I worked through till sunrise and left the head coated in a plastic tarp, exhausted as I slipped down the side of the scaffold that Alpha and me had set the evening before.
At the bottom of the final ladder, Alpha was stretched on her back, staring up at the statue. She spread her arms and moved her legs, mimicking Hina’s pose as I dropped from the scaffold. I ran my fingers at the wound on my arm. Seemed like this pirate girl could act more like a girl or more like a pirate. And I reckoned the girl was a whole lot more to my liking.
“How’s it coming up there?” she said, eyeing me.
“What do you think?”
“I think we got ourselves a real tree builder, that’s what I think.”
I stared at her as she stared at the statue. And for a moment, I wondered what she’d do if I was to try running right then. I’d not get far, I reckoned. Even if I could make it to the city walls, there was no way I’d get over.
“You born in this city?” I said, collapsing onto the dirt beside her. She rolled over so she was looking at me, and I studied her eyes for the first time. Before I’d been sort of blinded by the mohawk or the way that she moved, but her eyes were golden and brown and real pretty, too. Like sunlight on a muddy river.
“What’s it to you, bud?” Alpha said, and I’d nearly forgot I’d asked her a question. Hell, I was still gazing into her eyes like a damn fool.
“Just wondered if you’re a local girl.”
“Why? Where are you from?”
“Nowhere,” I told her. “Nowhere at all.”
That day I hardly slept worth a damn. I kept waking to the strange sounds of the city, wanting to head back to the forest but then drowsing off again. Slipping in and out of dreams like I was waiting for something. And I reckon I was waiting on Alpha to come get me. But Alpha never showed.
At sunset, I made my way outside, figuring a route that put me right above the mud pit. With the ramp raised up, you could hardly see the bodies twisted below, but I squatted on the walkway, checked to make sure I was alone, and then stared down at the squirming rags.
“Sal,” I hissed, peering under the railing. “It’s Banyan.”
A face glanced up from the shadows.
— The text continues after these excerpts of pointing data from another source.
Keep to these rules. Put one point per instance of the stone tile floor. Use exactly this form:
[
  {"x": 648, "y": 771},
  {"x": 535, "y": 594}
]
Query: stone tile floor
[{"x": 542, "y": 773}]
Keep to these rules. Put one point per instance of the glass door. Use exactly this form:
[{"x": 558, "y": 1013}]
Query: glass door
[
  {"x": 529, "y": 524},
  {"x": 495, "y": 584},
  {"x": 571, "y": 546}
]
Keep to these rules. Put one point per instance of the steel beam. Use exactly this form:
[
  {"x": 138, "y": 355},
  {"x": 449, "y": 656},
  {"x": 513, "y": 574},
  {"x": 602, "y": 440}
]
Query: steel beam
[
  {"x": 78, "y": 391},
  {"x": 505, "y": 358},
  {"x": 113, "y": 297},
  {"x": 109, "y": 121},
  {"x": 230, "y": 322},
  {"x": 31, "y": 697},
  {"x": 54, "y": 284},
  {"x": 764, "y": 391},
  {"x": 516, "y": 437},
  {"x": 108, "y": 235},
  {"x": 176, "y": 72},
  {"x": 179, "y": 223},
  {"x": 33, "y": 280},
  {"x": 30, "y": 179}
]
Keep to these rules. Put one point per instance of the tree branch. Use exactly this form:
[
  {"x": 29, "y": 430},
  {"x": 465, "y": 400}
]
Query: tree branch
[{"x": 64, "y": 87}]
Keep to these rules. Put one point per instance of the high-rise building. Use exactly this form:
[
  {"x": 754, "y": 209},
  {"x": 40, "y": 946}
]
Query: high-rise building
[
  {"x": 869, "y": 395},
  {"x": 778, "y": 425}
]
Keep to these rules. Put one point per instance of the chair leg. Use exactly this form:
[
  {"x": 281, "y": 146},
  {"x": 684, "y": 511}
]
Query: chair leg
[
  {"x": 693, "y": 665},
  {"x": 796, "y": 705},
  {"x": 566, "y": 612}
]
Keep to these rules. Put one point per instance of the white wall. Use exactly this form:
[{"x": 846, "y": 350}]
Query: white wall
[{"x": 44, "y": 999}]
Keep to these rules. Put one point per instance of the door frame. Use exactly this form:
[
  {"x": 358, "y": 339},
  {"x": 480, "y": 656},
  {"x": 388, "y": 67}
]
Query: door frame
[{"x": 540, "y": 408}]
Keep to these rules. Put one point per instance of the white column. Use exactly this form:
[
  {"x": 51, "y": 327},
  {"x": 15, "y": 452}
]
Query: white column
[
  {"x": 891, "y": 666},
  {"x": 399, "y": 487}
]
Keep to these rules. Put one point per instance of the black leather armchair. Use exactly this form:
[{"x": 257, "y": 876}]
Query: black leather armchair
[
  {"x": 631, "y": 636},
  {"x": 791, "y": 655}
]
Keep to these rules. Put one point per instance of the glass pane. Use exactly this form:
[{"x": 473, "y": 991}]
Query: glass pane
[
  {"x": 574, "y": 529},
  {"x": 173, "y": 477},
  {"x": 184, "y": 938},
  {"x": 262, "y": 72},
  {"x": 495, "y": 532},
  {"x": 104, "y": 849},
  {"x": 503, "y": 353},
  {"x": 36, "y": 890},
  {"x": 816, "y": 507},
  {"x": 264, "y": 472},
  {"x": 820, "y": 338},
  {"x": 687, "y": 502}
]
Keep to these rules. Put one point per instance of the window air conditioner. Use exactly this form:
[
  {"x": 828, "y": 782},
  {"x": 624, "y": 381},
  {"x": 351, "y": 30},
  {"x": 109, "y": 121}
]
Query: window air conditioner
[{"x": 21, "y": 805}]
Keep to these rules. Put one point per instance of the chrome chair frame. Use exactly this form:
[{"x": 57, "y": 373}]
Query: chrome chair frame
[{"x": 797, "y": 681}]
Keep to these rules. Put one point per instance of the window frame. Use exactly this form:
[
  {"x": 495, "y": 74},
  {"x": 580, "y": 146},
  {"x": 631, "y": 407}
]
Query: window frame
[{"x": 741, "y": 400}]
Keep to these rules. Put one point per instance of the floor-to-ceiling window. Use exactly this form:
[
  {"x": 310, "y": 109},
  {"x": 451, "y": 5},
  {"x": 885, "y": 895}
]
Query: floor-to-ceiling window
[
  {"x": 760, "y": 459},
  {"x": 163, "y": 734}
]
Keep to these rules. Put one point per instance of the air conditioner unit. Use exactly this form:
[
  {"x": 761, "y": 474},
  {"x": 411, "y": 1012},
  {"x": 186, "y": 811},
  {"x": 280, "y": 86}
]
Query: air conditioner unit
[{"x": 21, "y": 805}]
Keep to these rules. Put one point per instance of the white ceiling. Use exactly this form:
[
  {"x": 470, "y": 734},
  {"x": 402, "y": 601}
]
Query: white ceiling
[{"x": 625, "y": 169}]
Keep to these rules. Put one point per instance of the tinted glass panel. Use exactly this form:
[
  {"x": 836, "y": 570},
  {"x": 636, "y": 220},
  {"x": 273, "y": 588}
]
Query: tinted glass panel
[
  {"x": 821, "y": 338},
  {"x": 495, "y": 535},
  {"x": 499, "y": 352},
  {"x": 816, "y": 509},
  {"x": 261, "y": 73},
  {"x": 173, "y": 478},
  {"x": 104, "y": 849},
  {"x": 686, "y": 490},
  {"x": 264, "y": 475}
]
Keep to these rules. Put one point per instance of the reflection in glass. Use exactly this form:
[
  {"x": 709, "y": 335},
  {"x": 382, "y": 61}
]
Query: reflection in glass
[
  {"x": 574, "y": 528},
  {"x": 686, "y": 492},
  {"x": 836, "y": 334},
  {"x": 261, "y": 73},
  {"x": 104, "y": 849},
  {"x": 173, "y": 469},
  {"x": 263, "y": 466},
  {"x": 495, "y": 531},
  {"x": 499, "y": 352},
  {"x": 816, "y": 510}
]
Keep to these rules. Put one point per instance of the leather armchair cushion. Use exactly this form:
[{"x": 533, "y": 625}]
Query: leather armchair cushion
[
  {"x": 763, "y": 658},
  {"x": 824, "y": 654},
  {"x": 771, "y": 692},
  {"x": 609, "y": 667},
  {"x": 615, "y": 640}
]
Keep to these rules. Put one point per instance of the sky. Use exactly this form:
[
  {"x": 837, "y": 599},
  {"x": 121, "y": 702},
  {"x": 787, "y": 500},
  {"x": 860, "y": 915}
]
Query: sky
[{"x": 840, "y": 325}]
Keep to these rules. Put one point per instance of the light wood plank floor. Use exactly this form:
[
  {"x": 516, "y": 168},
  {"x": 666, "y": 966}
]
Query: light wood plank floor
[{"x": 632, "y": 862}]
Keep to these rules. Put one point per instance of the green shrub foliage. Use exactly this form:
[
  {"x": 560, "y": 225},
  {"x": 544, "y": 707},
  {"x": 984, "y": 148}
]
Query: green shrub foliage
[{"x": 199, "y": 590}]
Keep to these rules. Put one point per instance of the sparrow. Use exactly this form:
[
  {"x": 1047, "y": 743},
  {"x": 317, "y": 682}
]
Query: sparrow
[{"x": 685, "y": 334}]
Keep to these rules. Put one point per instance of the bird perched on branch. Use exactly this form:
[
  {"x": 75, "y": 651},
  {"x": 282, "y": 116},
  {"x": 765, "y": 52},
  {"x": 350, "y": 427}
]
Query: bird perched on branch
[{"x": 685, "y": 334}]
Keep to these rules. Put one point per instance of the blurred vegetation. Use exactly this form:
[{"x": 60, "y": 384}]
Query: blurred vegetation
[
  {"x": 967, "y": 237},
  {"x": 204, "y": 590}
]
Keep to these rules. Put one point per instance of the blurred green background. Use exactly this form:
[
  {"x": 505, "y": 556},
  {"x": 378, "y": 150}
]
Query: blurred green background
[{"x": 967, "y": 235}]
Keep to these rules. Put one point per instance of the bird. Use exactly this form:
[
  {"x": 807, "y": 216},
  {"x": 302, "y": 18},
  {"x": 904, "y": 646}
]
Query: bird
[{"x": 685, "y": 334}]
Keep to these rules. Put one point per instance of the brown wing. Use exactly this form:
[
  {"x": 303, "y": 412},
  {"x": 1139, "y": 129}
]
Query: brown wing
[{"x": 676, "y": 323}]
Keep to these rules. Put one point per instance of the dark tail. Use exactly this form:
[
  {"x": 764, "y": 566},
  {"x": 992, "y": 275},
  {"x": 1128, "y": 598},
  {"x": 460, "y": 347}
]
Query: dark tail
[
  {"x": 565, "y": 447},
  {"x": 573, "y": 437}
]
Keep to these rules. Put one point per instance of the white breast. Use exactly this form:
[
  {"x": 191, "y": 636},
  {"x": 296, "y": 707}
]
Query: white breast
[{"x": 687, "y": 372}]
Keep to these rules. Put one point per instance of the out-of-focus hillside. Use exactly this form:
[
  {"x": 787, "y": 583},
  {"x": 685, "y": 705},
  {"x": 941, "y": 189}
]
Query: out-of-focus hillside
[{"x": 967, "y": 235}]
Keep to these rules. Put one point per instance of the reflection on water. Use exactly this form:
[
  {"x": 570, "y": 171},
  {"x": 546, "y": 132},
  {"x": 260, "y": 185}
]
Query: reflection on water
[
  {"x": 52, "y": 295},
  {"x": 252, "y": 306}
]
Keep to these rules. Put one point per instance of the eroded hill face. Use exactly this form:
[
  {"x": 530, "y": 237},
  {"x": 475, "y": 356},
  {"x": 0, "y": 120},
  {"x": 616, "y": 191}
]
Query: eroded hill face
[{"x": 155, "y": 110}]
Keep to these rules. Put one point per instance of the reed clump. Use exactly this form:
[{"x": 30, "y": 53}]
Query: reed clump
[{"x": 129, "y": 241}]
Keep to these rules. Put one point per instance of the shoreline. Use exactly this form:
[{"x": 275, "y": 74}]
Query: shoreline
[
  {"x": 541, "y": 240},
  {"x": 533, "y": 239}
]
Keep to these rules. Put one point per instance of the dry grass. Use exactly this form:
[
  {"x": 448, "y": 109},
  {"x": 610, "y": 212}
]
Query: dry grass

The scrawny dude I’d spoken with before. “Got better, did you?” he called.
“You seen my buddy? The fat kid?”
I heard Sal calling, scrabbling into view. “Banyan,” he yelled. “Banyan.”
“Right here, kid.”
“What are you doing?”
“Getting free.”
His face turned red and tight and he clenched his fist at me. “What about me?” he screamed, and I stood to make sure no one was paying attention to his ruckus.
“Keep your voice down,” I hissed. “Someone’ll come.”
“Don’t you forget about me,” he yelled as I sauntered away, and I could hear him calling after me. “Don’t you forget, tree boy. I got the number. The number you need.”